Something in their childhoods was so difficult,
they do not – and cannot – return there
imaginatively. Perhaps there was a parent who
died, or who touched them in a way they shouldn’t
or who left them bereft and humiliated. Things
in their childhoods were uncomfortable to such
an extent that their whole adult identities
have been founded on a thorough refusal
ever to re-encounter the helplessness
and vulnerability of their early years.
They won’t be able to be patient with the little
person’s clumsiness and confusion, they will have
no interest in playing with teddies, they will
think it pathetic how tearful their child has
become because a four leaf clover got crumpled
or a favourite book has a tear in it. They
may – despite themselves – end up saying ‘Don’t
be so silly’ or even ‘Stop being so childish’.
There can follow a second characteristic
and associated failing in a parent:
unresolved envy. However peculiar it can sound, a
parent may envy its own child for the possibility
that it might have a better childhood than they
had – and will unconsciously ensure it won’t.
Though ostensibly committed to the care of
the child, the parent will struggle against an
impulse to inflict against it some of the very
same obstacles they faced: the same neglect,
the same uncaring school, the same lack of help
with their development… The outward details may
have changed, but the emotional impact will be
the same. A new generation will suffer afresh.
In order to parent properly, not only do we need
to access our memories of our own childhoods,
we need to be able to come to terms with our
deprivations so as not to feel jealous of those
who might have a chance not to endure comparable
ones in turn. But a certain kind of traumatised
parent remains at some level identified in
their minds as a needy, disappointed child
who would find it unbearable that another child
had more than they did. They are like a tormented
and tormenting sibling in a disadvantaged
household who takes out their pain on someone
more helpless, scrupulously making sure that the
other child is as sad and lacking as they are.

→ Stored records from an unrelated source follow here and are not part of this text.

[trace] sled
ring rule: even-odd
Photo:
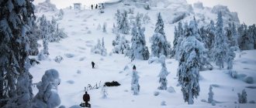
[[[88,106],[86,106],[85,103],[81,103],[80,104],[80,106],[81,106],[81,107],[88,107],[88,108],[90,108],[90,107],[91,107],[91,104],[90,104],[90,103],[88,103]]]

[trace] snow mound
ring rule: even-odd
[[[43,2],[38,3],[36,5],[35,12],[57,12],[57,8],[56,5],[50,3],[50,0],[46,0]]]

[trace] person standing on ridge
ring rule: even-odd
[[[90,101],[90,95],[88,94],[87,92],[85,92],[85,94],[84,94],[83,100],[85,103],[85,106],[91,107],[91,104],[88,103]]]

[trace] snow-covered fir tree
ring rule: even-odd
[[[170,73],[168,72],[166,65],[165,65],[165,56],[162,55],[159,58],[162,69],[161,69],[161,72],[158,75],[159,76],[159,83],[160,83],[160,86],[157,88],[158,89],[167,89],[167,83],[168,80],[166,79],[167,76]]]
[[[57,16],[58,16],[58,19],[59,20],[62,20],[63,16],[64,16],[64,12],[63,9],[60,9],[60,11],[59,11],[59,12],[57,14]]]
[[[183,99],[189,104],[193,104],[194,97],[199,95],[199,68],[200,57],[204,50],[203,45],[197,40],[198,35],[195,22],[190,22],[189,26],[185,29],[185,39],[182,42],[181,56],[178,68],[178,83],[182,86]]]
[[[247,103],[247,94],[246,93],[245,89],[243,89],[242,94],[240,93],[237,93],[238,96],[238,103]]]
[[[106,88],[106,86],[104,85],[102,88],[102,99],[106,99],[108,96],[108,93]]]
[[[120,37],[119,34],[116,34],[116,39],[112,41],[114,49],[112,50],[113,53],[124,54],[126,49],[130,49],[130,42],[126,39],[125,35]]]
[[[104,24],[103,24],[103,27],[102,27],[102,31],[103,31],[103,32],[106,32],[106,22],[104,22]]]
[[[216,28],[215,42],[213,46],[213,58],[216,65],[220,69],[224,68],[224,62],[227,59],[227,51],[228,47],[227,38],[223,34],[223,19],[222,13],[218,12],[218,18]]]
[[[0,107],[31,107],[27,32],[34,5],[30,0],[0,2]]]
[[[102,43],[104,43],[104,39],[102,39]],[[104,44],[103,46],[102,45],[99,39],[98,39],[98,43],[95,46],[92,47],[91,52],[92,53],[100,54],[103,56],[107,55],[106,49],[105,48]]]
[[[138,95],[140,87],[139,84],[140,76],[138,76],[138,72],[135,69],[133,69],[132,73],[131,90],[133,91],[133,95]]]
[[[183,31],[182,23],[182,22],[179,22],[178,29],[176,28],[175,29],[175,40],[173,41],[173,46],[174,46],[173,56],[177,60],[179,58],[180,46],[182,39],[184,39],[183,35],[184,35],[184,31]]]
[[[248,27],[245,24],[242,24],[239,28],[239,47],[241,50],[254,49],[254,39],[253,35],[250,34]]]
[[[56,69],[48,69],[42,76],[42,81],[36,84],[38,93],[33,98],[33,107],[57,107],[61,98],[56,90],[60,84],[59,73]]]
[[[236,53],[234,52],[235,49],[236,49],[235,46],[231,46],[227,51],[227,69],[233,69],[233,60],[236,57]]]
[[[31,18],[29,25],[30,32],[28,32],[28,37],[29,40],[29,55],[36,56],[39,53],[37,41],[40,39],[40,30],[35,22],[36,18]]]
[[[213,100],[213,86],[209,86],[209,93],[208,93],[208,103],[212,103]]]
[[[43,54],[47,56],[48,52],[48,37],[50,35],[49,30],[49,23],[50,22],[47,20],[47,18],[44,15],[42,17],[39,18],[40,29],[42,31],[42,39],[43,39]]]
[[[130,58],[134,59],[144,59],[147,60],[149,59],[149,52],[146,46],[146,40],[144,35],[145,28],[140,28],[141,17],[138,13],[137,16],[136,23],[133,24],[132,29],[132,46],[130,49]]]
[[[118,11],[119,12],[119,11]],[[121,13],[121,15],[118,12],[116,16],[118,19],[117,21],[117,31],[123,34],[129,34],[130,32],[130,24],[128,22],[127,12],[126,10]]]
[[[161,13],[158,13],[154,33],[150,40],[151,56],[160,57],[161,55],[168,56],[171,54],[171,43],[166,40],[164,27],[164,21]]]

We cannot help having had the childhoods we
had. But if we are planning to have a child
we have a supreme responsibility to ensure that
we have a sane relationship to our own pasts:
able to access them for reserves of tenderness
and empathy, and able not to feel envious of
those who do not have to partake in their
sufferings. We will be properly grown up when
we are in a position to give our offspring the
childhood we deserved, not the childhood we had.